Troisième changement, le risque chinois. C’est un vrai risque pour les Chinois eux-mêmes et le reste du monde. Le modèle choisi par la Chine, il y a 20 ans, a produit des effets fantastiques. Le développement économique est incontestable. C’est le résultat d’une économie de marché, d’un capitalisme débridé et d’un système politique qui reste autoritaire. Les dirigeants chinois reconnaissent que l’équilibre de la société chinoise est tributaire du taux de croissance. A moins de 7% de croissance, Pékin est en risque de Tian'anmen… Mais pour faire plus de 7% de croissance, il faut continuer d’arroser l’Occident avec des produits pas chers. Or l’Occident ne peut pas se laisser complètement dépouiller de son industrie. D’où les répliques protectionnistes. La Chine va au-devant de deux dangers, une colère sociale que la gouvernance ne saurait pas gérer de façon pacifique, et l’impossibilité d’offrir aux Chinois un modèle de consommation occidental trop gourmand en énergie et trop pollueur. Actuellement les gouvernants chinois font comme si ces problèmes étaient encore lointains.

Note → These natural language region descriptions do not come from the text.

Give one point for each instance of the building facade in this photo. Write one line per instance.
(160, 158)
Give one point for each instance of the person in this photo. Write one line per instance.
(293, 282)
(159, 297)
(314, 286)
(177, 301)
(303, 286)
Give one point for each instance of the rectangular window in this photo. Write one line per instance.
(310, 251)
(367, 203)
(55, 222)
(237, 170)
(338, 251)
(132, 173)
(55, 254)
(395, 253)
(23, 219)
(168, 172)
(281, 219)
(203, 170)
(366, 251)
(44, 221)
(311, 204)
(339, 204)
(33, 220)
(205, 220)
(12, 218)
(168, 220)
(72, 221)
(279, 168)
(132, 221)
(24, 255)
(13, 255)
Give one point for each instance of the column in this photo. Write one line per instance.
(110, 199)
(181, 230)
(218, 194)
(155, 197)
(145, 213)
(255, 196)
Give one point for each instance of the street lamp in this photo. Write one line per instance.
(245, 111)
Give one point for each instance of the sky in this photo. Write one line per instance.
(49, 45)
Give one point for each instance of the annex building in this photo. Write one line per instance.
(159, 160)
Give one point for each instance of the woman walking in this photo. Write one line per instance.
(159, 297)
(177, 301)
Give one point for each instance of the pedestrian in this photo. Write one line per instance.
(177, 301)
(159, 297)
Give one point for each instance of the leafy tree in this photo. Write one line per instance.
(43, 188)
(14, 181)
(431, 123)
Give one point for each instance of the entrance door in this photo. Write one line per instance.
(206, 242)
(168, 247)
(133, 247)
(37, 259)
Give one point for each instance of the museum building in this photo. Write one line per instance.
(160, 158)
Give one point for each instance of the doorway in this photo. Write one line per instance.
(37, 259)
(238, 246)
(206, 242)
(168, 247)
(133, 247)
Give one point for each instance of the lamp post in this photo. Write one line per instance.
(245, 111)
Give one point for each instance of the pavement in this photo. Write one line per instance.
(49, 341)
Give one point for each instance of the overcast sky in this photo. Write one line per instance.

La plupart des experts internationaux réunis dans cette World Policy Conference, considèrent que la plupart des gouvernements de la planète et les organisations internationales (OMC, ONU, OCDE…) sont parfaitement au fait de ces questions et les assument. La plupart des gouvernements, sauf les gouvernements européens, qui de l’avis général réagissent mal aux contraintes mondiales. La crise, qui n’est rien d’autre qu’une crise de mutation structurelle, provoque en Europe des réactions protectionnistes, un repli sur soi et sur un modèle d’organisation sociale qui est au bord de la faillite.

Le modèle social ne peut plus fonctionner faute d’argent. Le modèle d’intégration politique est complètement grippé. L’exemple français a été cité comme la caricature d’une bourgeoisie qui s’enferme sur ses acquis sociaux et qui ne voit pas le monde bouger. Pour beaucoup d’experts de l’OCDE notamment, la façon dont la société française traite l’immigration ne réglera aucun des problèmes qu'elle provoque. L’approche que nous avons en Afrique ne prend pas forcement en compte le formidable enjeu que représente le potentiel économique. Notre usage abusif du principe de précaution nous interdit de faire les expérimentations dans plein de domaines que se partage la planète, l’énergie par exemple .

Enfin l’absence d’ambition et de courage pour défendre une organisation fédérale de l’Europe, met en question l'existence même de l’Europe.